Updated on 23 July 2014
Mr Narayanan Suresh is the Chief Editor of BioSpectrum
It is the repeat of the Swine Flu panic that spread fear around the world five years ago. The new pandemic is MERS (Middle East Respiratory Syndrome), a corona virus strain that seems to have emerged from Saudi Arabia and then spread to many parts of the world, aided partly by air travel. More than 720 people have been infected by the virus so far and nearly a third of the infected patients (280) have died.
What has raised the alarm at this time of the year is the annual Hajj pilgrimage when millions of devout
Muslims converge at the holy shrine. There is fear that many pilgrims may catch the MERS infection and take it back to their countries and further spread it.
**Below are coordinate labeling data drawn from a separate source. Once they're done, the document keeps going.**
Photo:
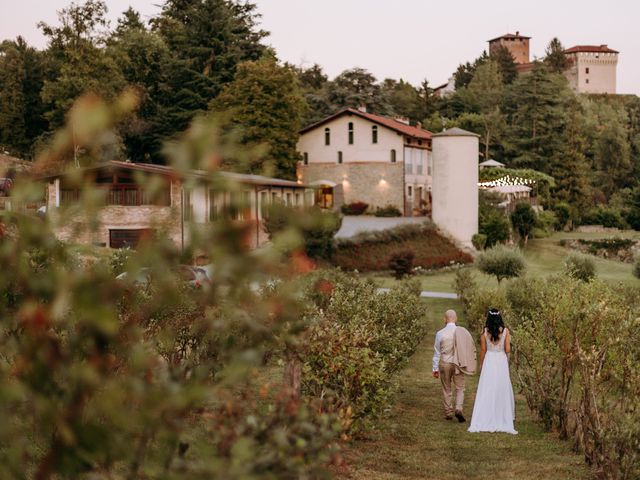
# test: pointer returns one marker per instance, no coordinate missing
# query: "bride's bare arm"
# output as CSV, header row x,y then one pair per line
x,y
507,344
483,348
Saudi government has developed a vaccine which may be administered during this year's pilgrimage season and somewhat control it.
While the global concerns about the spread of this disease are legitimate, given how the world is interconnected these days, are we overplaying the issue? The past decade has witnessed two major disease outbreaks - the SARS (Severe Acute Respiratory Syndrome) and the Swine Flu syndrome, both caused by different strains of the influenza virus. SARS had its origin in China in 2002 and created a panic, grounded travel around the world for some time before petering out.
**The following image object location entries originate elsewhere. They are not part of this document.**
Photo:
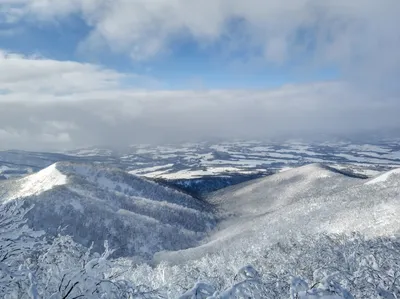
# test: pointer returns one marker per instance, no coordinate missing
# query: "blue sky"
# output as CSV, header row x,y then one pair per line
x,y
85,72
187,64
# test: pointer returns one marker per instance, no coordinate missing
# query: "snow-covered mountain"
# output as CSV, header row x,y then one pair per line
x,y
94,203
312,199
Similarly, the Swine Flu had its origin in a remote Mexican village in 2008 and caused immense panic. In between, there was also the fear of avian influenza spread by migratory birds. Eventually, all the scary predictions of the global spread of the disease turned out to be false and the world has moved on with few hundred casualties in each of these cases. In fact, the World Health Organization (WHO) had been accused by many independent observers of adding to the panic at the behest of vaccine manufacturers in the West. Nothing concrete has emerged so far to buttress these claims.
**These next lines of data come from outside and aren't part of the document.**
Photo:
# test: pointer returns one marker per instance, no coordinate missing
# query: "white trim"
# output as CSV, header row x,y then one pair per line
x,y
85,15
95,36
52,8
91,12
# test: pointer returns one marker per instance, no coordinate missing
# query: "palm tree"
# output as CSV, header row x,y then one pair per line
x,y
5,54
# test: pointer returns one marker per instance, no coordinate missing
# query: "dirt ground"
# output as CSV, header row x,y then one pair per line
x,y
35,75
However, the Swine Flu episode has added many positive benefits to the global society. WHO and other agencies identified companies in Asia, equipped them with capabilities to manufacture vaccines against influenza and trained hundreds of personnel to be ready to tackle whenever an epidemic takes place. This is has been a great achievement as the complex technology to make influenza vaccine was not widely available till then. Governments have also learnt to crank up their machinery when there is an actual outbreak.
Human ingenuity and the will to tackle major disease outbreaks may once again make MERS end in a whimper in the coming years. Most probably, humanity will be better off from this disease outbreak if it happens as feared now.